St. Thomas University’s senate has proposed changing the timetable and students have been coming together to voice their concerns.
During last week’s St. Thomas University Students’ Union meeting, Harrington house representative Husoni Raymond said students from Harrington were displeased with the motion to change the current timetable.
“We’re working on organizing a petition and a meeting with Harrington, Vanier and Holy Cross on Monday,” said Raymond.
The goal of the house meeting would be to inform concerned students over the senate’s reasoning for proposing a timetable change.
The proposed change would make it so the timetable, which now has four allocated slots for 50-minute courses, would only have two spaces available for these courses. It would open up the timetable to have more 80-minute and three-hour courses.
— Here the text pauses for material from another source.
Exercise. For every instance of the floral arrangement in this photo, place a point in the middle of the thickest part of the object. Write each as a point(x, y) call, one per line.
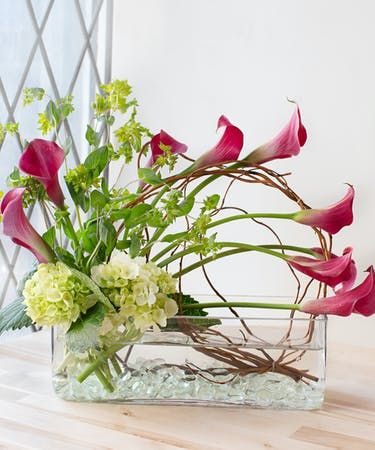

The change was initially proposed to take place next year, however, the senate has postponed the change until the 2018-19 academic year.
Raymond said if students from the three residences still felt concerned after the meeting, they would be organizing a petition and sending a representative to the senate this Thursday on their behalf.
Mathew Willman, a first-year studying political science, said he was initially concerned about the change. Like a number of students reached out to by the AQ, he had been under the assumption 50-minute courses were to be abolished altogether. Willman said he prefers the shorter time slots as he’s looking for employment and they allow more freedom in his schedule.
The shorter classes, he said, allow him to maintain a better level of focus within the classroom. While he’s not entirely sold on the new timetable proposal, he said he’s open to trying the new system.
“The only way I could give you my honest opinion is to try out and then compare it … I suppose and then have a student-wide vote on the matter at the end of the year to continue or discontinue the schedule for the following year,” Willman said.
Even though the change would not come into effect until after fourth-year student Jillian Hawkes graduates, she still is worried by the proposal.
“I just think that there should be equal opportunity for all the time slots so that students have the opportunity to have their needs met,” said Hawkes. “Everyone’s paying enormous amounts of money because they want an education and if they’re not getting what they need, then what’s the point of being there?”
While Hawkes acknowledges longer courses may work better for some classes, for example film classes or discussion-based courses, she said others, particularly heavier theory-based courses, are more difficult when it comes to keeping students focused and engaged in the subject matter. She said a variety of different class lengths is particularly helpful for students who may have different learning styles or who may have difficulty keeping focused in classes.
Hawkes suggests if STU were to change anything about its offerings, it should be the hierarchy of course enrollment.
“I think one of the biggest problems currently with scheduling is the lack of courses available to second-year students, because they’re the last ones to pick,” said Hawkes.
Sam Titus, a student vote on the STU senate, said the senate held committees that students took part in before making the motion. Titus said the committees determined 50-minute classes were “a bad use of time for the most part.”
“The other big contributing factor to this is that there’s been a lot of complaints about the timing of seminars and 4000-level courses … where students were forced to drop a major, or drop an honours or prolong their degree because seminars weren’t given any special kind of treatment,” said Titus.
Titus said the change means there will be designated time slots where only seminar courses will be taking place, preventing scheduling conflicts.
As a fourth-year, Hawkes doesn’t believe the change would bring enough benefit to upper-year students to be worth while. As she’s sat in many three-hour long seminar courses herself, she said there are currently plenty of available options for afternoon courses. She said seminar courses have never resulted in a scheduling conflict for her personally.
“I think the way they have it now is fine,” said Hawkes. “So I guess my biggest concern is just sort of, why fix something if it isn’t broken?”